The government is mulling to take diplomatic action against China for alleged breach of international obligation following the reported presence of two warplanes on an artificial island in South China Sea.

“The Secretary of Foreign Affairs has said that they are preparing and exploring the possibility of a diplomatic protest,” Presidential Spokesman Harry Roque said in a Palace news conference.


“Obviously, if we consider a diplomatic protest, then you consider the other state to be in breach of an international obligation,” he added.

Two Chinese military planes were reportedly recently seen on its artificially-built island in the Panganiban Reef also known as Mischief Reef, located within the country’s exclusive economic zone.

Foreign Affairs Secretary Alan Cayetano recently said the government was verifying the reported presence of the foreign aircraft in the area. He acknowledged that they were considering filing a protest pending a confirmation from the defense department.

Roque explained that the government’s action on China meant that “we’re doing something about it.”

“We’re not just making a big deal out of it. We’re not being noisy about it because being noisy will definitely not be constructive to our bilateral relations, but we’re doing our job,” he said in an early television interview.

The Philippines and China are locked in a dispute over ownership of islands in the South China Sea.

A United Nations-recognized arbitral tribunal earlier ruled China’s maritime claims were illegal and baseless, virtually upholding the country’s maritime entitlements in the South China Sea.
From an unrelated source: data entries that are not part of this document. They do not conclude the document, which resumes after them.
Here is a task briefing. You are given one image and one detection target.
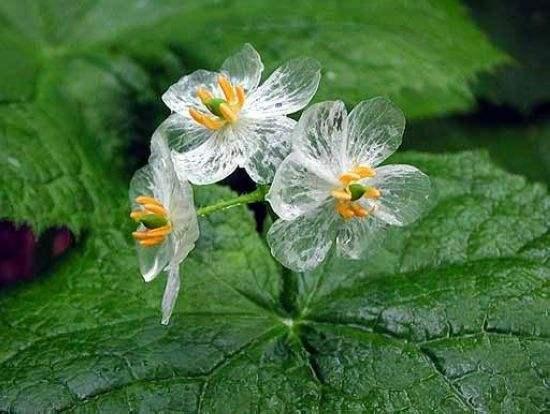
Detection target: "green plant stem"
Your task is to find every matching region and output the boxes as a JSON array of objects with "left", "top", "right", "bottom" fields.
[{"left": 196, "top": 185, "right": 269, "bottom": 217}]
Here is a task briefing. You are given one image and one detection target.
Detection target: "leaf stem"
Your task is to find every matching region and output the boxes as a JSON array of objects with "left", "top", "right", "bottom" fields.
[{"left": 196, "top": 185, "right": 269, "bottom": 217}]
China, however, has refused to recognize the case and continued with its reclamation and military buildup in the disputed territory.

Malacañang earlier said the government has filed a number of protests over China’s activities including military buildup in the area. The government opposes any militarization of the contested territory since it threatens the peace and security in the region, according to Roque.

Roque added that the government was relying on China’s word not to build more artificial islands in the region.